Monday, 8 July 2019

Viral Pathogenesis

Viral Pathogenesis

Viral Pathogenesis

Introduction to Viral Pathogenesis

While the title of Zinsser’s classic volume Rats, Lice and History may trigger a wry smile, the ideas proposed in this classic volume about pathogens and the diseases they cause remain as relevant today as when they were published in 1934. As Zinsser argued, the global impact of pathogens, including viruses, has shaped human history as much as any war, natural disaster, or invention. This view may seem an exaggeration to today’s student of Virology, who probably perceives most viral infections as annoyances that cause unpleasant side effects and may result in a few missed classes or days of work. But in the context of history, epidemics of smallpox, yellow fever, human immunodeficiency virus, and influenza have resulted in an incalculable loss of life and have changed entire societies. Smallpox alone has killed over 300 million people, more than twice the number of deaths from all the wars in the 20th century. Huge empires fell to a relatively small number of invaders, in part because the conquerors inadvertently introduced viruses that crippled the empires’ defense forces. Although vaccines and antivirals have reduced, and even eliminated, some of these scourges, a recent influenza pandemic, the alarming number of human cases of Ebola virus in Africa, the lack of success in developing a human immunodeficiency virus vaccine, the resurgence of vaccine-preventable infections, and the emergence of “new” human viral pathogens, such as the coronavirus that causes Middle East Respiratory Syndrome, remind us of the challenges we still face. Of equal importance, while populations in resource-rich countries may be generally protected from some former viral foes, infections with vaccine-preventable viruses, including measles, polio, and hepatitis B virus, remain prevalent in countries that lack the money or infrastructure to ensure widespread vaccination.

The ways by which viruses cause diseases in their hosts, the tug-of-war among viruses and the host’s defenses, and the impact that viral epidemics have had on human and animal populations are therefore not just interesting academic pursuits but rather life-and-death issues for all organisms. That said, it is important to bear in mind this critical fact: pathogenesis (the basis of disease) is often an unintended outcome of the parasitic lifestyle of viruses. As is true for humans, selective pressures that control viral evolution act only on the ability to survive and reproduce. From this perspective, one could argue that the most successful viruses are those that cause no apparent disease in their natural host.

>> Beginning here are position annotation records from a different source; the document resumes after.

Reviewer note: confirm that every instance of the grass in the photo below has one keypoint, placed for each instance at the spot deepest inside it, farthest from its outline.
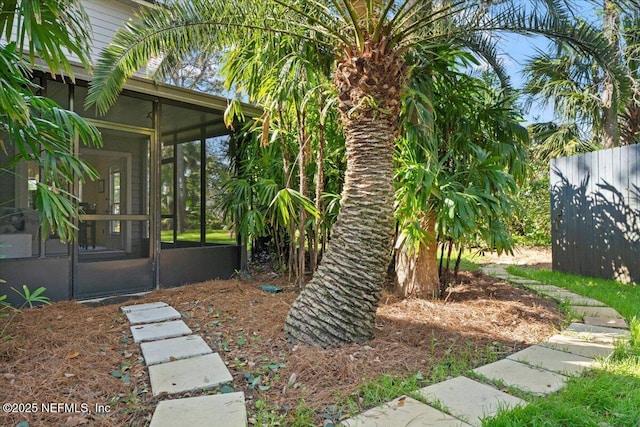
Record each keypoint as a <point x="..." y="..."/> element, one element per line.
<point x="625" y="298"/>
<point x="386" y="388"/>
<point x="213" y="236"/>
<point x="605" y="396"/>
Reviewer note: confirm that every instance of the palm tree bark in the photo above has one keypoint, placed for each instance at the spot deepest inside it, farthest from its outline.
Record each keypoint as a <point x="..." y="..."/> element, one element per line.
<point x="610" y="132"/>
<point x="417" y="273"/>
<point x="339" y="304"/>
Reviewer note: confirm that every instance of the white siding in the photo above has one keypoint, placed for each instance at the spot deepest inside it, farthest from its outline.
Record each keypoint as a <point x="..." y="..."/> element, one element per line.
<point x="106" y="16"/>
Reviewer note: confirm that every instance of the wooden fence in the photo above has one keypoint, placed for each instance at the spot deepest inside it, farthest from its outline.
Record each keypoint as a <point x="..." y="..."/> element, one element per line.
<point x="595" y="214"/>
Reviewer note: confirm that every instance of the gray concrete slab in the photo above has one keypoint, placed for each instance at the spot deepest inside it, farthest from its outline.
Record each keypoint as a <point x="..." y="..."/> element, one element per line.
<point x="469" y="400"/>
<point x="544" y="288"/>
<point x="606" y="322"/>
<point x="159" y="331"/>
<point x="578" y="346"/>
<point x="146" y="306"/>
<point x="607" y="312"/>
<point x="218" y="410"/>
<point x="172" y="349"/>
<point x="522" y="376"/>
<point x="596" y="333"/>
<point x="195" y="373"/>
<point x="552" y="360"/>
<point x="152" y="315"/>
<point x="523" y="281"/>
<point x="559" y="295"/>
<point x="580" y="300"/>
<point x="406" y="412"/>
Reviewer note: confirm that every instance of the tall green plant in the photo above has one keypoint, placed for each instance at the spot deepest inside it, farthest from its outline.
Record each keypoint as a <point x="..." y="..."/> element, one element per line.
<point x="370" y="43"/>
<point x="463" y="169"/>
<point x="39" y="130"/>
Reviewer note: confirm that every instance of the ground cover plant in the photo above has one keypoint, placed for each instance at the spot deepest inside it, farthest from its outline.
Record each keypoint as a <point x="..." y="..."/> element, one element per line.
<point x="74" y="353"/>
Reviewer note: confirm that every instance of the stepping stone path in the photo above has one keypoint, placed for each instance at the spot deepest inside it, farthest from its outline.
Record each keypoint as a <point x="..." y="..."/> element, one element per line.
<point x="539" y="369"/>
<point x="179" y="361"/>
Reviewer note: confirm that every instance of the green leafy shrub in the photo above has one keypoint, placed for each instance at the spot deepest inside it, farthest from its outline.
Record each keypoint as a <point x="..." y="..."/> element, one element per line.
<point x="530" y="223"/>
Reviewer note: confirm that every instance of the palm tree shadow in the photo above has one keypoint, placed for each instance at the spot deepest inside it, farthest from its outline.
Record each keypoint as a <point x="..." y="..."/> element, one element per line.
<point x="595" y="227"/>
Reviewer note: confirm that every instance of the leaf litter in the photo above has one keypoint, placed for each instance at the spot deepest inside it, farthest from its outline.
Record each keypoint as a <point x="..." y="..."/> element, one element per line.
<point x="55" y="356"/>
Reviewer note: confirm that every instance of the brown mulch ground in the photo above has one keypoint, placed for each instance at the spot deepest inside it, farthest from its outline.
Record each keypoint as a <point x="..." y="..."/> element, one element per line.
<point x="73" y="354"/>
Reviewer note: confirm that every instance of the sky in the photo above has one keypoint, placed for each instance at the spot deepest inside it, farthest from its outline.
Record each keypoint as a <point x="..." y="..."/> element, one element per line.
<point x="518" y="49"/>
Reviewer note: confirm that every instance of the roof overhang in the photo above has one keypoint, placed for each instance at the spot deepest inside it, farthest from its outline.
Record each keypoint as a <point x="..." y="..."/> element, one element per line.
<point x="175" y="93"/>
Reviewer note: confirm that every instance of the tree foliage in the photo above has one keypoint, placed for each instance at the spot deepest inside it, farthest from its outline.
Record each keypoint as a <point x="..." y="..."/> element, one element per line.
<point x="38" y="129"/>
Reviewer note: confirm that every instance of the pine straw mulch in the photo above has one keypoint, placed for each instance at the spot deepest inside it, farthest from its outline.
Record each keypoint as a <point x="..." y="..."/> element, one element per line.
<point x="71" y="353"/>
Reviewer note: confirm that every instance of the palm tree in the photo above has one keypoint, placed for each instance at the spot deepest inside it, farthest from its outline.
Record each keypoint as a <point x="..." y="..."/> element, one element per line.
<point x="592" y="109"/>
<point x="370" y="41"/>
<point x="40" y="130"/>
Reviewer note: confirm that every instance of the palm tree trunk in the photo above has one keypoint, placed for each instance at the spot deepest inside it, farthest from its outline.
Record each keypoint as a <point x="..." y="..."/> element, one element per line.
<point x="339" y="304"/>
<point x="610" y="132"/>
<point x="417" y="273"/>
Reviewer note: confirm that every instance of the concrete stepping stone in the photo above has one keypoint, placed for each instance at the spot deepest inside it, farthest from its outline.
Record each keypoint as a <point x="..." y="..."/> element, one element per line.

In the first article of Volume I, we recounted an abbreviated history of virology and described milestones that established the foundation for our current understanding of viral reproduction. In this article, we return to history, focusing on watershed events that catalyzed the fields of viral epidemiology and pathogenesis. Subsequent articles in this volume will consider the impact of viral infections on individual hosts, tissues, and cells. Our goal is to build on the principles of viral reproduction that were established in Volume I to provide a comprehensive and integrated view of how viruses cause disease in single cells, discrete hosts, and large populations.

A Brief History of Viral Pathogenesis

The Relationships between Microbes
and the Diseases They Cause

Long before any disease-causing microbes were identified, poisonous air (miasma) was generally presumed to cause epidemics of contagious diseases. The association of particular microorganisms, initially bacteria, with specific diseases can be attributed to the ideas of the German physician Robert Koch. With his colleague Friedrich Loeffler, Koch developed four criteria that, if met, would prove a causal relationship between a given microbe and a particular disease. These criteria, Koch’s postulates, were first published in 1884 and are still used today as a standard by which pathogens are identified. The postulates are as follows:
• the microorganism must be associated regularly with the disease and its characteristic lesions but should not be found in healthy individuals;
• the microorganism must be isolated from the diseased host and grown in culture;
• the disease should be reproduced when a pure preparation of the microorganism is introduced into a healthy, susceptible host; and
• the same microorganism must be reisolated from the experimentally infected host.
Guided by these postulates and the methods developed by Pasteur for the sterile culture and isolation of purified preparations of bacteria, researchers identified and classified many pathogenic bacteria (as well as yeasts and fungi) during the latter part of the 19th century. Identifying a cause-and-effect relationship between a microbe and a pathogenic outcome set the stage for transformative therapeutic advances, including the development of antibiotics.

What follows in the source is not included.